La première consiste à ajouter une autre source de concentré azoté : tourteau d’oléagineux ou protéagineux. D’autre part, il est possible de distribuer aux agneaux un fourrage particulièrement riche en légumineuses.
Une méthode simple pour évaluer la valeur du méteil en grain est de trier puis de peser chaque matière première. Après consultation des tables de valeurs alimentaires INRA, il reste alors  à appliquer ces valeurs à chaque proportion de céréale et de protéagineux. Une analyse chimique de chaque composant reste bien sûr plus juste.
Enfin, les céréales et protéagineux étant particulièrement riches en phosphore, un complément minéral de type 0-20 et contenant du chlorure d’ammonium doit être ajouté au mélange à raison de 3%.

Pascal CARILLET,  Chambre d’Agriculture Meuse
Laurence SAGOT, Institut de l’Elevage/ CIIRPO

20% de pertes à la récolte de foin

Selon Pierre Lépée de la Chambre d’Agriculture de la Creuse, il est possible de limiter les pertes à récolte qui sont de 20 % pour une récolte en foin.

«  La première préconisation est de faucher à 6-7 cm de hauteur, indique-t-il. Le fourrage repose alors sur un matelas. Il est moins souillé par la terre et le séchage s’en trouve amélioré. Si possible, faucher l’après midi car les plantes sont plus sèches que le matin ».

La seconde est de faner tout de suite après la fauche ou utiliser le système andain large des faucheuses conditionneuses. L’ensemble du  fourrage est alors rapidement exposé au soleil. Un second fanage peut être réalisé en fin de matinée. Cet horaire d’intervention permet de limiter les pertes de feuilles car elles sèchent deux fois plus vite que les tiges. Enfin, il est conseillé d’andainer en utilisant un régime lent de la prise de force, puis rouler plus vite en changeant les rapports. En vitesse optimale, l’andaineur commence à laisser du fourrage.

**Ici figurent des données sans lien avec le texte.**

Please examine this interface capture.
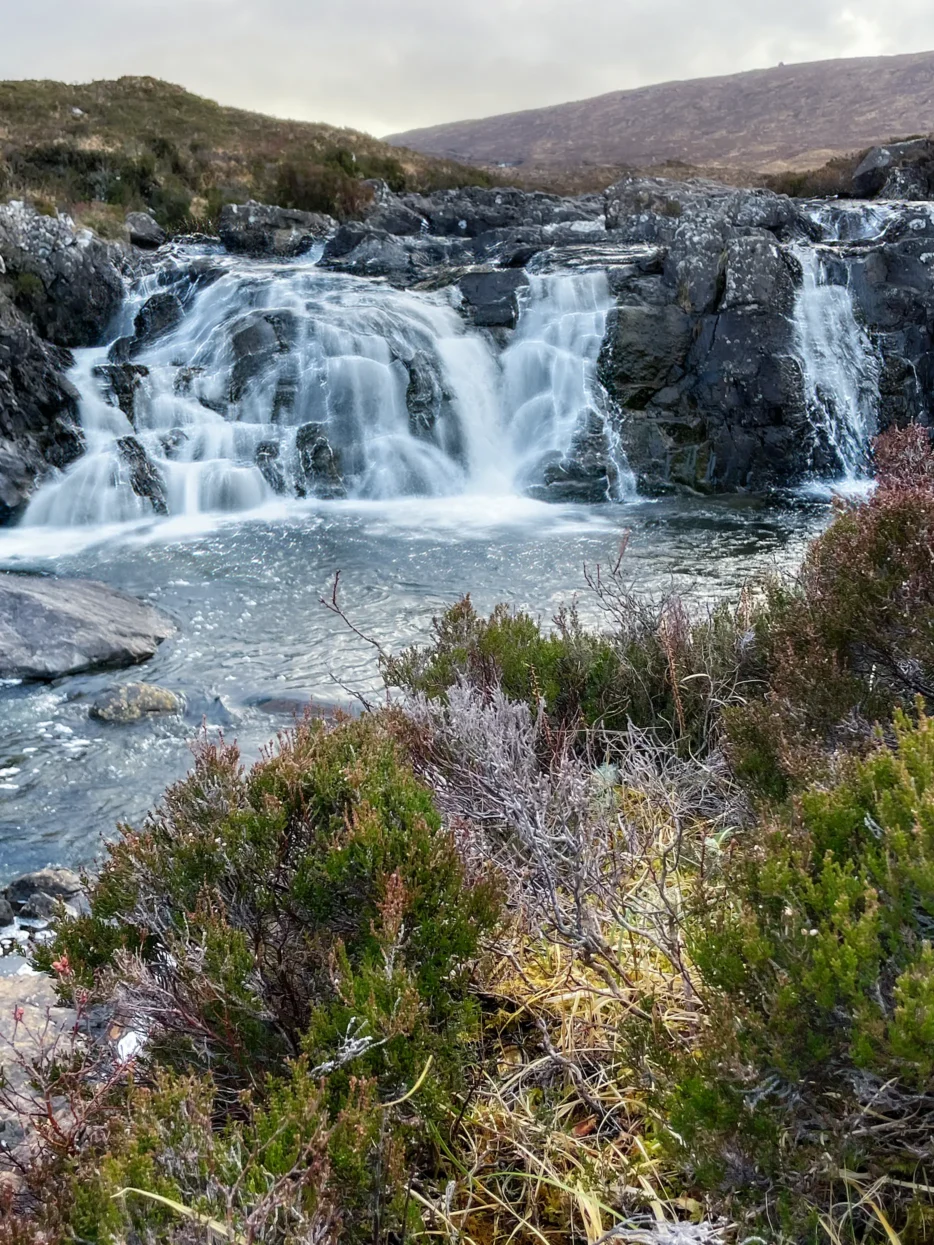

Pascal CARILLET,  Chambre d’Agriculture Meuse
Laurence SAGOT, Institut de l’Elevage/ CIIRPO

Certification de spécialisation ovin : apprendre en travaillant

Par la voie de l’apprentissage ou bien en formation pour adultes, le certificat de spécialisation ovin a été spécialement créé pour former des professionnels de l’élevage ovin, en production de viande ou de lait. Au cours de cette formation de 6 mois à 1 an selon la formule choisie, au moins la moitié du temps est consacrée au travail en élevage. A l’issue de cette formation, de solides connaissances pratiques et théoriques sont acquises ainsi qu'une capacité d'analyse pour améliorer les résultats économiques de l'atelier ovin. Les apprenants sont alors prêts pour mettre en œuvre leur projet professionnel : s’installer comme éleveur, être salarié dans une exploitation ovine ou encore technicien spécialisé ovin dans une structure.
Ce certificat de Spécialisation Ovin est dispensé dans neuf Centres de Formation pour Apprentis Agricoles (CFAA) et Centres de Formation Professionnelle et de Promotion Agricole (CFPPA) répartis sur toute la France. N’hésitez pas à contacter les formateurs pour plus d’informations :
En Ovins Viande :
CFPPA de Saint Flour (15) : luc.hugon@remove-this.educagri.fr
CFPPA de la Côte-Saint-André (38) : benoit.girard@remove-this.educagri.fr
CFPPA du Lot (46) : cfa.lot@remove-this.educagri.fr
CFPPA de Charolles (71) : eric.nigay@remove-this.educagri.fr
CFPPA de La Roche sur Yon (85) : karine.brillier-laverdure@remove-this.educagri.fr
CFPPA de Montmorillon (86) : cecile.navelet@remove-this.educagri.fr
CFPPA Les Vaseix-Bellac (87) : franck.dudognon@remove-this.educagri.fr
CFPPA de Mirecourt (88) : andre.dirand@remove-this.educagri.fr
En Ovins Lait :
CFPPA de Saint-Affrique (12) : severine.cassel@remove-this.educagri.fr

Pascal CARILLET,  Chambre d’Agriculture Meuse
Laurence SAGOT, Institut de l’Elevage/ CIIRPO

Investir dans une salle de tonte

Inspirée des modèles utilisés dans l’hémisphère sud, la salle de tonte fait partie des équipements qui facilitent le travail. Car ce sont les tondeurs qui attrapent. L’éleveur approvisionne les cases d’attente et ramasse la laine. Un plancher de 80 cm évite désormais de se baisser et le tri des parties souillées de la laine est plus facile.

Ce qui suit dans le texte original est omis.